- 27.10.2015 00:00
Türkiye tarihinin en büyük hukuksuz eylemlerinden birine tanıklık ediyoruz. Koza-İpek Grubu’na mahkeme kararıyla el konulup Saray’a yakın isimlerin kayyum olarak atanması kabul edilemez bir skandaldır. Yapılanlar, amacın tamamen siyasi olduğunu, biat etmeyen Akın İpek’i cezalandırma amaçlı olduğunu gösteriyor.
Türkiye, kimsenin can ve mal güvenliğinin olmadığı bir ülke haline gelmiştir. Evini basan polislere ‘galoş giy’ dediği için infaz edilen Dilek’ten taziyeye gittiği cemevi bahçesinde katledilen Uğur Kurt’a varan yargısız infaz zinciri bildik bir geleneğin devamıydı.
Dün Türkiye tarihinde yeni bir gün oldu, çünkü yakın geçmişte azınlıklara reva görülen uygulamalar muhalif iş adamlarına, gruplara uzandı. Varlık Vergisi’nin AKP modeline tanıklık ediyoruz.
Bu operasyon, seçim öncesine denk getirilerek muhalif kesimlere sert bir mesaj verilmiş olmakla kalmıyor, seçim sonrası ortamda bu kararın unutulması bekleniyor.
NORMAL BİR GİDİŞ DEĞİL
İpek Grubu, bu kararı elbette uluslararası hukuk kurumlarına taşıyıp gereğini yapacak ve hak ettiği tazminatları mutlaka kazanacaktır. Çünkü, uygulama kanuna uygun olsa bile uluslararası hukuk normlarına aykırı. Ayrıca kararın halen devam etmekte olan Uzan davası üzerinde de olumsuz etkileri net bir biçimde görülecektir.
Mal ve can güvenliğinin olmadığı bir ülke kurtlar sofrasına dönmüştür. Keyfi kararla bağımsız duruş sergilemeye çalışan ve her kesimden insana platform olmaya çalışan Kanaltürk, Bugün Tv, Bugün Gazetesi, Millet Gazetesi susturulmuş ve havuz medyasının mütemmim cüzü haline getirilmiştir.
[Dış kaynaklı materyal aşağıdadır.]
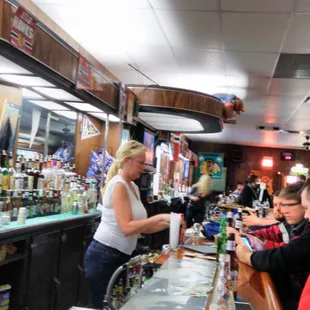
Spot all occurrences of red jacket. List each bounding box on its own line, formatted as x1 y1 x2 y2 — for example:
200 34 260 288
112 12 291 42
250 222 291 249
299 275 310 310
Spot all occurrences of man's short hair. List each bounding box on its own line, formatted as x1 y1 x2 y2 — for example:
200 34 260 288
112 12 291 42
248 174 259 184
301 179 310 200
279 181 304 203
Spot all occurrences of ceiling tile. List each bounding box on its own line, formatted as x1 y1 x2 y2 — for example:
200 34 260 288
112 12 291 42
224 51 278 77
269 78 310 96
155 11 222 49
226 77 270 93
150 0 218 10
126 47 178 72
296 0 310 12
265 95 304 110
173 49 224 74
222 0 295 12
282 15 310 53
110 69 152 85
223 13 290 52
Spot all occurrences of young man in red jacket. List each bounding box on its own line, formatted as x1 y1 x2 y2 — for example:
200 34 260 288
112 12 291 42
298 181 310 310
236 182 310 310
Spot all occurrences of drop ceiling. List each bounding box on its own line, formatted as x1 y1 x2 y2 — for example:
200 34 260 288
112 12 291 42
30 0 310 149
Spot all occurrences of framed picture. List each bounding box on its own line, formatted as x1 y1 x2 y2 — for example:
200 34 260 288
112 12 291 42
0 100 21 153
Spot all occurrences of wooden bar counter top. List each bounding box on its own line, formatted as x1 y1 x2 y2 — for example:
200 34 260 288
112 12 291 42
155 238 282 310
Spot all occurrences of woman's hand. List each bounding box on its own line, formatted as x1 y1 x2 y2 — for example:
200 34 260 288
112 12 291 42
236 242 253 266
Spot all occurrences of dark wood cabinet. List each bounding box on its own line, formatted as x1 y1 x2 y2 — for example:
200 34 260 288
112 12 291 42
0 214 100 310
56 225 85 310
26 231 61 310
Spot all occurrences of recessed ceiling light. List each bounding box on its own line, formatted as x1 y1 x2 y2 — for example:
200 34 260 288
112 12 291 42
33 87 82 101
0 56 32 74
89 113 120 123
53 110 77 120
64 102 103 112
29 100 69 111
0 75 55 87
139 112 203 132
22 88 44 99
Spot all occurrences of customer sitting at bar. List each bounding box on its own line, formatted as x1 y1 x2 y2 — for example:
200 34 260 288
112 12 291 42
298 180 310 310
84 140 173 309
236 182 310 310
186 174 211 228
239 174 259 208
242 190 282 228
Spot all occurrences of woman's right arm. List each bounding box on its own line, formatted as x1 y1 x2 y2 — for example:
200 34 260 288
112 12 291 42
112 183 170 236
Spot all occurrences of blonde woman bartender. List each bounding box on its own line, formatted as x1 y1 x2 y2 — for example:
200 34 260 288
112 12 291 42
84 140 171 309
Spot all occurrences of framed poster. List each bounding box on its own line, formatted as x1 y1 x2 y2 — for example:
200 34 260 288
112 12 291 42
198 153 224 179
0 101 21 153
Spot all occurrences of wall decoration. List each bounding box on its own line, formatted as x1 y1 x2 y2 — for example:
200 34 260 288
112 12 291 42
10 6 37 55
81 115 101 140
170 133 181 162
198 153 224 179
0 101 20 153
76 55 104 91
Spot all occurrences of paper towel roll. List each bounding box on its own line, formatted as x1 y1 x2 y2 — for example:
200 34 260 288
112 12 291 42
169 212 181 251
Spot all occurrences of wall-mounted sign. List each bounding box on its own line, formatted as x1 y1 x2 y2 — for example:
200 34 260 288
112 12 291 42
81 115 101 140
76 56 104 91
198 153 224 179
10 7 37 55
280 151 296 161
291 164 309 176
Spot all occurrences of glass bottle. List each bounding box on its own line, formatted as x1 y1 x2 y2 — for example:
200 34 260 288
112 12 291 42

Mahkeme kararıyla yapılan atamalar bu yayın organlarının nasıl bir politika izleyeceğinin açık göstergesidir.
Bu gidiş normal bir gidiş değildir. Ülkesini seven, sorunlarına demokratik kurallar ve hukuk sistemi içinde çözüm bulunmasını isteyen herkesin artık ayağa kalkması ve sesini yükseltmesi zorunludur.
DEVLET TERÖRÜ YÜKSELİYOR
Bıçağın kemiğe dayandığı noktadayız. Kelimeler yetersiz kalıyor. Belli ki artık eylem zamanı.
Eğer CHP, MHP ve HDP bu noktada el ele verip binlerce kişiyi bu medya grubunun merkezinin önüne toplayabilseler, bu kararlar bu kadar kolay alınamazdı.
Nazi Almanyası benzerinde olduğu gibi devlet terörünün adım adım yükselttiği bir dönemden geçiyor, bedel ödüyoruz. Bedel ödemeden demokrasi olmuyor, insan hakkına saygı olmuyor.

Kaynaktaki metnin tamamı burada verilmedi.